We do not include the index-supported query processing in this demo. Therefore, for large datasets it will take some time to process the query. The query result on the “Original Data” panel is highlighted with red points. Correspondingly, on the “RASP Perturbed Data” panel you can find these red points, but in the perturbed space. The “RASP” visualization also includes the blue points, which are the result of the first stage of RASP query processing.
Figure 1: the UI overview
After choosing dataset, the dataset will be visualized automatically. The initial Python program is set to “C:/Python27/python”, the python code is in the subdirectory “./python/”of the current directory, and the working directory is set to “./tmp”. You will need to change them if your system setting is not like this, especially for Linux systems. Once the dataset is loaded, some buttons are enabled to allow further steps.
Figure 2. Visualization of the original dataset. The five blue dots are for dimensional parameter control. You can press on any one of them to change the weights of that dimension.
Click “Perturb Dataset” to generate perturbation matrix A, perturb the original data, and visualize the perturbed data. Click “Show RASP Parameters”, you will see the Matrix A.

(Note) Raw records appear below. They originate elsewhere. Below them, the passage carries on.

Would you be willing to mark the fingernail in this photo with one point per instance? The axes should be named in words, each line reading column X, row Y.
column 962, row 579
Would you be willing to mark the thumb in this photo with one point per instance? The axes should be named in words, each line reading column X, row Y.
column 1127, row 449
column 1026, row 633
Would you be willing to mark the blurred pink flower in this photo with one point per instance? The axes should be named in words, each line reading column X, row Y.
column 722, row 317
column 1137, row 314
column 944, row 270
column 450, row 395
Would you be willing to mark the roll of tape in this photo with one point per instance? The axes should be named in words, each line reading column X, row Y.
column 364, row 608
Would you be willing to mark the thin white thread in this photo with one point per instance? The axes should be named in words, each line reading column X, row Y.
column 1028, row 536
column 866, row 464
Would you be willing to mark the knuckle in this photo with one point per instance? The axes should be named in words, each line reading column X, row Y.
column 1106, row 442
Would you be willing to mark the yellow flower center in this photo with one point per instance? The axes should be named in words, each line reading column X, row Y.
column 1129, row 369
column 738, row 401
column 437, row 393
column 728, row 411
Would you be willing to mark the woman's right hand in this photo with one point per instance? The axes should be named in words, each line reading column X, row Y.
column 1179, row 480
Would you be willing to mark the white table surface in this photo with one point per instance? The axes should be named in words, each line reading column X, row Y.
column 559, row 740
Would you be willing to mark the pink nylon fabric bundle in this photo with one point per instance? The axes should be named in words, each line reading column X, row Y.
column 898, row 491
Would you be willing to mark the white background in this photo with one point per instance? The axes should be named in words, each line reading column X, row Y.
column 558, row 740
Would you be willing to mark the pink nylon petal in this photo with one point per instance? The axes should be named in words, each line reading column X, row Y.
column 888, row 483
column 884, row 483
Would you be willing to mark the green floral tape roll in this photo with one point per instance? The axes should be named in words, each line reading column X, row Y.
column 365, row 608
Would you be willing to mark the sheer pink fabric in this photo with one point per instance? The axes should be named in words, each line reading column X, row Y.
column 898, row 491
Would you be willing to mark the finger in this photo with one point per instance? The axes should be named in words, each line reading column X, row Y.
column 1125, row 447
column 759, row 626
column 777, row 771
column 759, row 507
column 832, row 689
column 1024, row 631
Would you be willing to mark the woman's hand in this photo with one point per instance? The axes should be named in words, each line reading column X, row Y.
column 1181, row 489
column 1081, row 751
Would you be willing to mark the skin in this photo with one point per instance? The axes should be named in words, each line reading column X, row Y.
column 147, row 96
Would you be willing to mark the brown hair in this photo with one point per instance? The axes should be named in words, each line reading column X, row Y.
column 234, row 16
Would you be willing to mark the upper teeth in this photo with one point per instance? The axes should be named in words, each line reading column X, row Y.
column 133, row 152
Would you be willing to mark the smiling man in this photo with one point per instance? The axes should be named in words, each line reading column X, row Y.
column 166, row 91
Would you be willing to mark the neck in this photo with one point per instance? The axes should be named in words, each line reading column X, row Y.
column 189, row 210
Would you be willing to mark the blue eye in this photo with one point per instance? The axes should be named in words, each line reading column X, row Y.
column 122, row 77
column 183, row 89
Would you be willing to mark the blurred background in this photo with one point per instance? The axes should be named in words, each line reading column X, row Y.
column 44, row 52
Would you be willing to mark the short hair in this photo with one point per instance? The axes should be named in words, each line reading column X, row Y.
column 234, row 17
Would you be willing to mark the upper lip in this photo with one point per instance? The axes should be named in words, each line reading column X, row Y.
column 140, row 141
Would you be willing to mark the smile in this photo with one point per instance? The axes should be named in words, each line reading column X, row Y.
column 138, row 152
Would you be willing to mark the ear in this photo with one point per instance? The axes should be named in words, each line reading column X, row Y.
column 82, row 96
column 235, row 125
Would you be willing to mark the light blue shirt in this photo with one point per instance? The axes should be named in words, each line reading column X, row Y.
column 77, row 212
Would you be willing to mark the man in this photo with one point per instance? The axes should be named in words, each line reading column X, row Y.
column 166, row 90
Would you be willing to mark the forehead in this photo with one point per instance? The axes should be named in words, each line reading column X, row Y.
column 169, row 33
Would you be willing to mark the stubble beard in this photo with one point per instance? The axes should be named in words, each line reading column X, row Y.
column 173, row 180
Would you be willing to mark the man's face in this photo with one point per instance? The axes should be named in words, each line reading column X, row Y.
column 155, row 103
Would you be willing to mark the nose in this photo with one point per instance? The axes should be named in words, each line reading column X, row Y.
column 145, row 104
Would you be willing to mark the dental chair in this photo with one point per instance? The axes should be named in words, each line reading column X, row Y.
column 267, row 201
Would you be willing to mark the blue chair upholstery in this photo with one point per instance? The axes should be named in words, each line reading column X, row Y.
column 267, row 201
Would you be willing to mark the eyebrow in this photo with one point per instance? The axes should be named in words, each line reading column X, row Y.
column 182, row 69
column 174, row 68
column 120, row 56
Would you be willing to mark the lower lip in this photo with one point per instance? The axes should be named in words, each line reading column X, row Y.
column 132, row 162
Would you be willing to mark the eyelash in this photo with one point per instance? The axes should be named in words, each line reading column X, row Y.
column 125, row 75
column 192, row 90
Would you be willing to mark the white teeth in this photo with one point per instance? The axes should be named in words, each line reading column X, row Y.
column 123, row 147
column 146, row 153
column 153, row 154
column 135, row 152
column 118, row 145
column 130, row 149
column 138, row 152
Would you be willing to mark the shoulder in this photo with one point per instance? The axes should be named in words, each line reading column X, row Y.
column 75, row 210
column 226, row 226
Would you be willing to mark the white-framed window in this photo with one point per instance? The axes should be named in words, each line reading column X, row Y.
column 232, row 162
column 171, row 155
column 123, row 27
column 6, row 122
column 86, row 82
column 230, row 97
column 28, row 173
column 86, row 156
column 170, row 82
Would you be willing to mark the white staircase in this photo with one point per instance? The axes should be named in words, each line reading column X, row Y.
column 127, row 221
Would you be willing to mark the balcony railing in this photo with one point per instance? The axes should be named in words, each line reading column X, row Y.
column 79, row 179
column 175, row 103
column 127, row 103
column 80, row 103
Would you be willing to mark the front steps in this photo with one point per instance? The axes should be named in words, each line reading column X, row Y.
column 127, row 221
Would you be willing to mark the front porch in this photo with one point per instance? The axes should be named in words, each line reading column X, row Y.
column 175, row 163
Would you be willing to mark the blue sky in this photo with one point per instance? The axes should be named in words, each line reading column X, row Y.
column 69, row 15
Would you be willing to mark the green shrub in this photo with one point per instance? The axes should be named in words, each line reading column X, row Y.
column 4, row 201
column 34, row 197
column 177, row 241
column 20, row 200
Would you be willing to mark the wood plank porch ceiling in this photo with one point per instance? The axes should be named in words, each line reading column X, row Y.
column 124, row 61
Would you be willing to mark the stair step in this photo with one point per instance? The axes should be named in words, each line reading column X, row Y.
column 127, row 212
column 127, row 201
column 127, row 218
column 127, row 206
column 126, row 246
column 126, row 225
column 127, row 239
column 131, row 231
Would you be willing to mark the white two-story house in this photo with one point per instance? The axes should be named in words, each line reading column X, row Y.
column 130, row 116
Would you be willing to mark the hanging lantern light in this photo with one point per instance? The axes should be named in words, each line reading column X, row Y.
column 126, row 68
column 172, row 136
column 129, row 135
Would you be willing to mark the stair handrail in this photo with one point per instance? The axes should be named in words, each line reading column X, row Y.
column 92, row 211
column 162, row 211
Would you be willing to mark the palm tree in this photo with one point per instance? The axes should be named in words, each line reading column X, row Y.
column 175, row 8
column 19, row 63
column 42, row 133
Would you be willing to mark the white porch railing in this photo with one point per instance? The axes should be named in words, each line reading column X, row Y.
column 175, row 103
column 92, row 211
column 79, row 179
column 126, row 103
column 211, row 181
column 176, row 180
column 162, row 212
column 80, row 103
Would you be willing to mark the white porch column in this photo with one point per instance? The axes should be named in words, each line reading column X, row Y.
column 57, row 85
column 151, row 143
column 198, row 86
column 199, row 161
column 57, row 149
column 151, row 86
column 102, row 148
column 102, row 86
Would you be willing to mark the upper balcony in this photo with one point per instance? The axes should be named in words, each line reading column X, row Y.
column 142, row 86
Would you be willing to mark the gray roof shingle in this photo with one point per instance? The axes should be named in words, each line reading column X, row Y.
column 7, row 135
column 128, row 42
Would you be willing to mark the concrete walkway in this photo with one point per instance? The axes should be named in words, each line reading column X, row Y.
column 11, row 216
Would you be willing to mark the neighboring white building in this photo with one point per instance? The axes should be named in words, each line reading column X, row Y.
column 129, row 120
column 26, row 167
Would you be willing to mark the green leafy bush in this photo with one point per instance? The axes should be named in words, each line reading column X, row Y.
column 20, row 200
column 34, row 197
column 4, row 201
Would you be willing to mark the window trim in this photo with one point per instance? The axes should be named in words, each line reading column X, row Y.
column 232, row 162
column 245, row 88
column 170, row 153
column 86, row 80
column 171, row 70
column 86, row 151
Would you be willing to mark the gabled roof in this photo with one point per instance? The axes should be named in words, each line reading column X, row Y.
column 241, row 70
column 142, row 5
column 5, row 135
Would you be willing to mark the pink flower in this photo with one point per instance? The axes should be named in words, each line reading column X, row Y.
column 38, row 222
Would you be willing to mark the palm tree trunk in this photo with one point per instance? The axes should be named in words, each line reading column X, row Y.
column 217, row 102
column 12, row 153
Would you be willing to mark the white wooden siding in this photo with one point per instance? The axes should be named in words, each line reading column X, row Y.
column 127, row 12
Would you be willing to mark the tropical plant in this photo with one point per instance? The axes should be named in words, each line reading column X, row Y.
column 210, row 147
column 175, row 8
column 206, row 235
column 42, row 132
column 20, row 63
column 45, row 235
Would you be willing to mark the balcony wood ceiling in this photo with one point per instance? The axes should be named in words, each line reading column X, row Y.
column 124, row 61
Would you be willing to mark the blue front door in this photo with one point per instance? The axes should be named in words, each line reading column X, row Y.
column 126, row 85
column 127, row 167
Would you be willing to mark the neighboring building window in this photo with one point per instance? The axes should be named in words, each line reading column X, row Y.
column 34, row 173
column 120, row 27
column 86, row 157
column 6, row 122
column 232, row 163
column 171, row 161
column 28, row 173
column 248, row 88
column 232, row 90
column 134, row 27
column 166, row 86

Figure 3. Perturb data, visualize the perturbed data, and check the matrix “A” for perturbation.
On “Query” control section, you can choose the span of the random query first. Due to the sparsity of the multidimensional space, larger spans will give you better chance to include some records in query results. Typically Spans >30% are good for higher dimensional datasets. By clicking “Get Random Query”, you can generate one random query for the original dataset. The result can be observed in the combobox. You can further tune each dimension by selecting it from the dropdown list, type in values, and click “OK”.
Figure 4. Generate a random range query for the original dataset
After you are done with editing the range. By clicking “Run Original Query”, you can see the result of the query are highlighted as red points on the left bottom panel. If you cannot see them, probably the result set contains 0 records, or it contains only a few points that are buried by other points. In the latter case, by tuning the visualization you can see them.
Figure 5. Visualization of the query results on the original dataset.
Click “Transform Query” to transform the query to the perturb space and then you can click the next button to observe the details of the transformed query. After that the “Run RASP Query” button should be enabled. Click it you will see the results are highlighted in blue (the 1st stage result – the final result) and in red (the final result). Tune the visualization parameters to find the best result.
Figure 6. Visualization of the RASP query result in the perturbed space.